U.S. deploys radar system at Israel base to detect Iran missiles

The U.S. Army’s European Command deployed an early-warning radar system in Israel last week along with a 120-member support team, the weekly Defense News reported.

The move marks the first permanent presence in Israel of American military personnel. The high-powered radar system is meant to augment Israel’s defenses against Iranian ground-to-ground missiles.

According to Defense News, more than a dozen transport aircraft delivered the radar, its ancillary systems, equipment and technicians, as well as maintenance and security specialists to the Nevatim Air Force Base in the Negev. It has not yet been made operational.

The same system has been deployed for the past two years in Japan against possible missile launches from North Korea. The agreement to provide Israel with the system a few months ago was finalized during the visit by Defense Minister Ehud Barak and Israel Defense Forces Chief of Staff Gabi Ashkenazi in Washington in July.

The new radar will give Israel added minutes to respond to a missile launch, compared with the systems it currently uses. Assisted by data sent from American satellites, the system can detect Iranian missiles shortly after they are launched.

A link with the Arrow missile system makes it possible to launch a defensive missile, and increases the chance of intercepting the incoming missile while giving the home front more time to respond.

The deployment of the radar system may be understood in two contradictory ways. One is that it prevents Israel from taking independent action against Iran, which the United States has made clear in recent months it opposes. The radar system, and Americans stationed here, will restrain Israel, which would be wary about launching an attack that would endanger U.S. personnel.

On the other hand, the deployment of the radar system strengthens Israel’s defense against missiles if Israel and/or the United States attacks Iran’s nuclear facilities. The defense system could reduce casualties and damage to the home front from a response by Iran and its allies.

This would give decision-makers more freedom to attack Iran’s nuclear facilities. Defense officials said they had made arrangements to receive the equipment and personnel in “record time” – two months from the July talks.

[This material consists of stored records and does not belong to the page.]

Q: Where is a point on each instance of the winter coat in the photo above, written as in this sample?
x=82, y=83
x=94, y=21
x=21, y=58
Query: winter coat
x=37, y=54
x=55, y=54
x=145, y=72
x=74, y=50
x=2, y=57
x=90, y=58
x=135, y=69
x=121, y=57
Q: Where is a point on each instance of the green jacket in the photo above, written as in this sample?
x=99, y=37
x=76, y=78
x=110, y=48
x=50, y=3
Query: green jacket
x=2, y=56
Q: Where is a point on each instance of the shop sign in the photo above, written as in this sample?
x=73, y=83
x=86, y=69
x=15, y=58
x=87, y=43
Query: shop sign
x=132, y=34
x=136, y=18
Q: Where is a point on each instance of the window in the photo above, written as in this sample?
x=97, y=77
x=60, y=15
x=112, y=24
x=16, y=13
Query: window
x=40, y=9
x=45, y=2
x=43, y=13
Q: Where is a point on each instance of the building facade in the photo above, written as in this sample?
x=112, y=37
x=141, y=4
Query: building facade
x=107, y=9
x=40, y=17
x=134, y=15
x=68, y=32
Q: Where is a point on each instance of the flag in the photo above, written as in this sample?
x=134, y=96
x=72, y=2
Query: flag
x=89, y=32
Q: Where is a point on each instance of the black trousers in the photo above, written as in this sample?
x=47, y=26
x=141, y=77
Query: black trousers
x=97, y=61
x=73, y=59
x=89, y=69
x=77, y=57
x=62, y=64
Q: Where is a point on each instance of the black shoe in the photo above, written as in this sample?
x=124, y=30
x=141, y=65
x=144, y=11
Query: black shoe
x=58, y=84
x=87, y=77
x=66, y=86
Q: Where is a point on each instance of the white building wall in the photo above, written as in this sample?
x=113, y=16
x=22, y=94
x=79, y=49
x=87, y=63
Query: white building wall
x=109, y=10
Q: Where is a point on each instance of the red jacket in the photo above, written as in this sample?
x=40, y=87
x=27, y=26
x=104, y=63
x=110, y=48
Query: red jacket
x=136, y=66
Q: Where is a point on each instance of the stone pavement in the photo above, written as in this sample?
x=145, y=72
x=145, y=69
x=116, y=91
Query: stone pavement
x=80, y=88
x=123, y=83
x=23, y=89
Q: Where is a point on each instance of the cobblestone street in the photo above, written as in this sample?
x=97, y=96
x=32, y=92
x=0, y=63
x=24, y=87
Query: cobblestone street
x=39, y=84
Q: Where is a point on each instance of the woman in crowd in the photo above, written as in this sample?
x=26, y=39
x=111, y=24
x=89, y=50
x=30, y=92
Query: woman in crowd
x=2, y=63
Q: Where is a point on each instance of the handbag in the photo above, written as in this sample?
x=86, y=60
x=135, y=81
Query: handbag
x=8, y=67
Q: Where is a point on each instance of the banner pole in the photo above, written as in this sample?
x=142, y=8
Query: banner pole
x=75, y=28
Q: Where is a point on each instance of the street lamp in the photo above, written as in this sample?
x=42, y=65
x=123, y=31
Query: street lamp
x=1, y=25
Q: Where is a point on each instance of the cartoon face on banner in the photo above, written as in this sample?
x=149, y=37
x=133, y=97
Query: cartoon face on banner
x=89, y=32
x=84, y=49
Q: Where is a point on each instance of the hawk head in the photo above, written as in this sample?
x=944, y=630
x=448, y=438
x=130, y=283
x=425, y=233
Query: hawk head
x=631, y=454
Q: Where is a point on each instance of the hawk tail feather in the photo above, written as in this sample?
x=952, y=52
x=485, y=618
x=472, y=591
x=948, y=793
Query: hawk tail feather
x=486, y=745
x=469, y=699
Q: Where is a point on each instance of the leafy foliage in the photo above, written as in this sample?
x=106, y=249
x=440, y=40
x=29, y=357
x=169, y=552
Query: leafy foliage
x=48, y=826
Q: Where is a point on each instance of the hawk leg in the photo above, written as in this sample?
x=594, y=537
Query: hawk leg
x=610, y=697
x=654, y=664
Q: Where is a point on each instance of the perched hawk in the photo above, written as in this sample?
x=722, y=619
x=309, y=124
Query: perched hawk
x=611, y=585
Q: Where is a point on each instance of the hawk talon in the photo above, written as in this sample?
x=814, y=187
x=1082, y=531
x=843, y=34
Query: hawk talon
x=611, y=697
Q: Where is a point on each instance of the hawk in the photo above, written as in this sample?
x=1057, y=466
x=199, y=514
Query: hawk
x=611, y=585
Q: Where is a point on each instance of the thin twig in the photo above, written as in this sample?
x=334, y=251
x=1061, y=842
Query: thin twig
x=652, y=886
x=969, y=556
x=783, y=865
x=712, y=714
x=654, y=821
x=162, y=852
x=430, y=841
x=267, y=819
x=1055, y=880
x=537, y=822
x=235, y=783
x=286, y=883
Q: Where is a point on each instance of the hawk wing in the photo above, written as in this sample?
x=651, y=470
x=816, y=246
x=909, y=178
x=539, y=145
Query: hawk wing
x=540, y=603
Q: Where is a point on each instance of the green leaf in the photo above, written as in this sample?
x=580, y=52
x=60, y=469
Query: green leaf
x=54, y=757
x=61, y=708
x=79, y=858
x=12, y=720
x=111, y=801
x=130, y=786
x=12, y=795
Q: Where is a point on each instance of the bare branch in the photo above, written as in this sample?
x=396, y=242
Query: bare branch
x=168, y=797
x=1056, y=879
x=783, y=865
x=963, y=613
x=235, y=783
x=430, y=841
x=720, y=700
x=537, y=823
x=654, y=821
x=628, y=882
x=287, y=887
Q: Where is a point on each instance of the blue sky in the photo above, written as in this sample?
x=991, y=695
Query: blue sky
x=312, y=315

In recent weeks, Israeli sources have tried to play down the presence of an American force on Israeli soil and have portrayed it as temporary until operation of the system is transferred to the Israelis.

In any case, information from early-warning satellites, which greatly increases the radar’s ability to pinpoint launches, will remain in American hands. The satellite ground station will be in Europe and transmit data to Israel.

The deployment of the radar system in Israel was an initiative by Republican Congressman Mark Kirk of Chicago, who, looking for a way to help Israel, persuaded the governments of both countries to implement the plan.

Israeli defense officials at first objected to the move, citing a possible limitation to the country’s freedom of action. But they acquiesced when it was decided that the system would be supported by data from the U.S. early-warning satellite.